President Joe Biden has sought to reassure Poland that the United States would defend against any attacks by Russia and acknowledged that the NATO ally bore the burden of the refugee crisis from the war in neighbouring Ukraine.
“Your freedom is ours,” Biden told Poland’s president Andrzej Duda on Saturday, echoing one of Poland’s unofficial mottos.
At the Presidential Palace in Warsaw, the two leaders spoke of their mutual respect and shared goals to end the Russian invasion of Ukraine.
“Although times are very difficult, today Polish-American relations are flourishing,” Duda said.
More than 3.7 million people have fled Ukraine since the war began, and two million of them are in Poland.
Earlier this week the US announced it would take in as many as 100,000 refugees, and Biden told Duda that he understood Poland was “taking on a big responsibility, but it should be all of NATO’s responsibility.”
Biden called the “collective defence” agreement of NATO a “sacred commitment,” and said the unity of the Western military alliance was of the utmost importance.
“I’m confident that Vladimir Putin was counting on dividing NATO,” Biden said about the Russian president. “But he hasn’t been able to do it. We’ve all stayed together.”
With the war entering its second month, European security is facing its most serious test since World War II.
Western leaders have spent the past week consulting over contingency plans in case the conflict spreads. The invasion has shaken NATO out of any complacency it might have felt and cast a dark shadow over Europe.
Biden’s national security adviser, Jake Sullivan, said a speech that Biden was scheduled to give later Saturday in Poland’s capital would outline the “urgency of the challenge that lies ahead” and “what the conflict in Ukraine means for the world, and why it is so important that the free world stay in unity and resolve in the face of Russian aggression.”
Biden’s remarks will end a four-day trip that included a series of summits in Brussels. In addition to the meeting with Duda, he attended a meeting of American and Ukrainian diplomatic and defence officials for an update on Ukraine’s military, diplomatic and humanitarian situation.

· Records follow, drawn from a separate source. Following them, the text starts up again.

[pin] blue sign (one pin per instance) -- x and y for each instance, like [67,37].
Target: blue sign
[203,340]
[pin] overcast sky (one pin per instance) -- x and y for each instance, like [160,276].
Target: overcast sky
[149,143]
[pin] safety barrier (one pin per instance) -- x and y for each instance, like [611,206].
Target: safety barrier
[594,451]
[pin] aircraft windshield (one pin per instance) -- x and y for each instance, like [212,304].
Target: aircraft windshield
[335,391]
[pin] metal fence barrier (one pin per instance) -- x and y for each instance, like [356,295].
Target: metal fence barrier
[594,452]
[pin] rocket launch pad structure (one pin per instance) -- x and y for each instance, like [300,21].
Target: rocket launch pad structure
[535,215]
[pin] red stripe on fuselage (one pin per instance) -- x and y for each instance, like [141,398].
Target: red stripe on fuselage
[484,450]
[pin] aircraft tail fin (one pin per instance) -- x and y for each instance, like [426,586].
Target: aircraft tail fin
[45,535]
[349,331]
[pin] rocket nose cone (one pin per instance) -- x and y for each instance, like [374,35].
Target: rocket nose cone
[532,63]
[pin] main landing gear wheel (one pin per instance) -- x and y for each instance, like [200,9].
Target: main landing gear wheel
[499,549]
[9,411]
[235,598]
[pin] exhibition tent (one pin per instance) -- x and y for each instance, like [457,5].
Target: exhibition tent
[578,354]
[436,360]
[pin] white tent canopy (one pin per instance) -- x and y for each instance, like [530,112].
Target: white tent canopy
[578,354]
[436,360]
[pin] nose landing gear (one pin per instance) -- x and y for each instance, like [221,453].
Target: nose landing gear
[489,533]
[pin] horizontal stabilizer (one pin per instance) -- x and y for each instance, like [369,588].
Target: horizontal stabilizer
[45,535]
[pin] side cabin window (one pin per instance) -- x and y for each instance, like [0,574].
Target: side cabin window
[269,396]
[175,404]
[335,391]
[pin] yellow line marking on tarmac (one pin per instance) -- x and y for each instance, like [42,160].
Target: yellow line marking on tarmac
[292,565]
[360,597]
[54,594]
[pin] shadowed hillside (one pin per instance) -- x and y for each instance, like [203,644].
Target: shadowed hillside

Biden also visited a stadium in Warsaw where Ukrainian refugees go to obtain a Polish identification number that gives them access to social services such as health care and schools. The city of nearly 1.8 million people grew by 17 per cent in a month.
Biden spoke with refugees and Mayor Rafal Trzaskowski. While Poles have so far welcomed Ukrainians, the humanitarian efforts are largely the work of volunteers, and Trzaskowski has warned that it is not sustainable and that social services are buckling under the strain.
The stadium was built in 2012, when Poland and Ukraine hosted the European soccer championship, and was meant as a symbol of how far the two countries had come since the Cold War. More recently, it served as a field hospital for COVID-19 patients.